Una sonrisa sana refuerza la autoestima infantil. La ortodoncia contribuye al desarrollo del niño como persona.
Los niños y la autoestima

La autoestima es saber cuál es nuestro propio valor. Es esa capacidad que nos permite reconocer cómo somos, identificar nuestras habilidades y aceptarnos a nosotros mismos tal y como somos, con nuestras virtudes y también con nuestras limitaciones. Cuando un niño se siente bien consigo mismo, es capaz de manejar mejor los conflictos que surgen en su día a día y de resistir con más firmeza la presión de su entorno, ya sea en el colegio, con sus amigos o en casa. Un niño con una autoestima saludable sonríe con naturalidad, disfruta de la vida y suele mostrar una actitud realista y, en general, optimista ante las situaciones que se le presentan.

Por el contrario, un niño con baja autoestima no confía en sus propias posibilidades ni en las de quienes le rodean. Le resulta más difícil encontrar soluciones a los problemas que se le plantean y experimenta con mayor frecuencia sensaciones de ansiedad y frustración. Estas emociones, sostenidas en el tiempo, pueden traducirse en comportamientos tímidos y pasivos que afectan tanto a su rendimiento escolar como a sus relaciones sociales.

El papel de la sonrisa en la imagen que el niño tiene de sí mismo

Uno de los aspectos que más contribuye a reforzar la autoestima infantil es, precisamente, la Ortodoncia. La sonrisa juega un papel central en la imagen que el niño construye de sí mismo y en cómo cree que los demás le perciben. Un tratamiento de Ortodoncia bien planificado proporciona a los niños dientes sanos, blancos y correctamente alineados, y esa mejora estética y funcional influye de forma directa en su desarrollo emocional y social a medida que crecen.

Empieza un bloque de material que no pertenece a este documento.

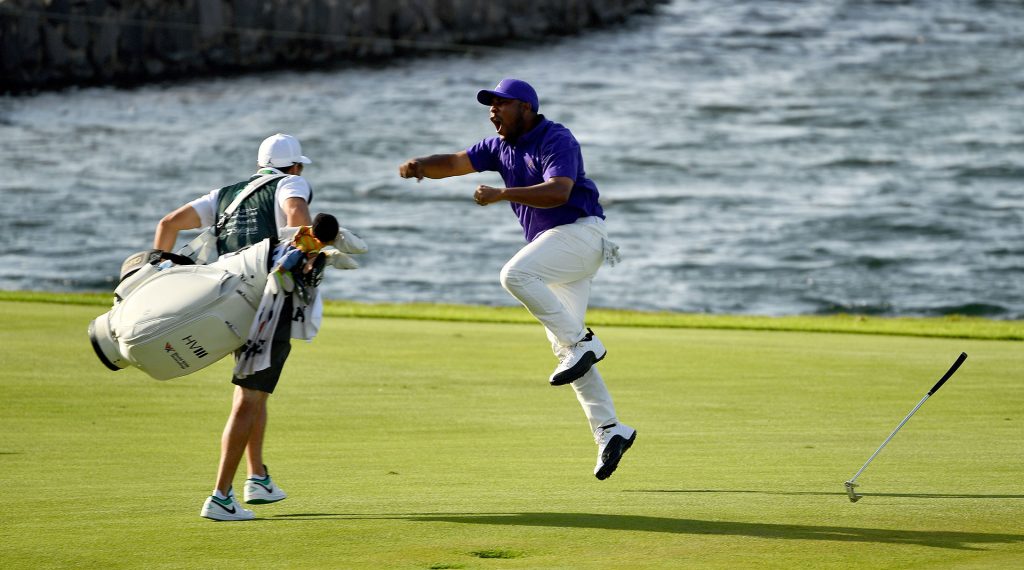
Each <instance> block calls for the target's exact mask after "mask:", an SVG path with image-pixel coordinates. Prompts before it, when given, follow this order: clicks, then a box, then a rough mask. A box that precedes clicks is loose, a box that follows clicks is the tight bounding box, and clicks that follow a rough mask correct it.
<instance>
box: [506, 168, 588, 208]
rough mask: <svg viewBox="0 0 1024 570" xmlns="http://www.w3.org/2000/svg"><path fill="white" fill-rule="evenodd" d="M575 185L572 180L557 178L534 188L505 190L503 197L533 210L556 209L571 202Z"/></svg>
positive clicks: (531, 186)
mask: <svg viewBox="0 0 1024 570" xmlns="http://www.w3.org/2000/svg"><path fill="white" fill-rule="evenodd" d="M573 184H575V182H574V181H573V180H572V179H571V178H566V177H564V176H555V177H554V178H549V179H548V180H545V181H544V182H541V183H540V184H535V185H532V186H522V187H517V188H505V189H503V190H502V194H501V195H502V199H503V200H507V201H508V202H515V203H516V204H522V205H525V206H530V207H532V208H556V207H558V206H561V205H563V204H565V203H566V202H568V201H569V194H570V193H572V186H573Z"/></svg>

La importancia de la primera revisión antes de los 7 años

Todo esto constituye un argumento más, y de peso, para llevar a los niños a su primera revisión con el ortodoncista antes de los 7 años. A esa edad todavía es posible detectar e intervenir sobre problemas que, con el tiempo, resultarían más complejos de corregir. Como padres, tenemos en nuestras manos un papel fundamental a la hora de acompañar y reforzar la autoestima de nuestros hijos, y cuidar su salud dental desde edades tempranas es una de las formas más efectivas de hacerlo.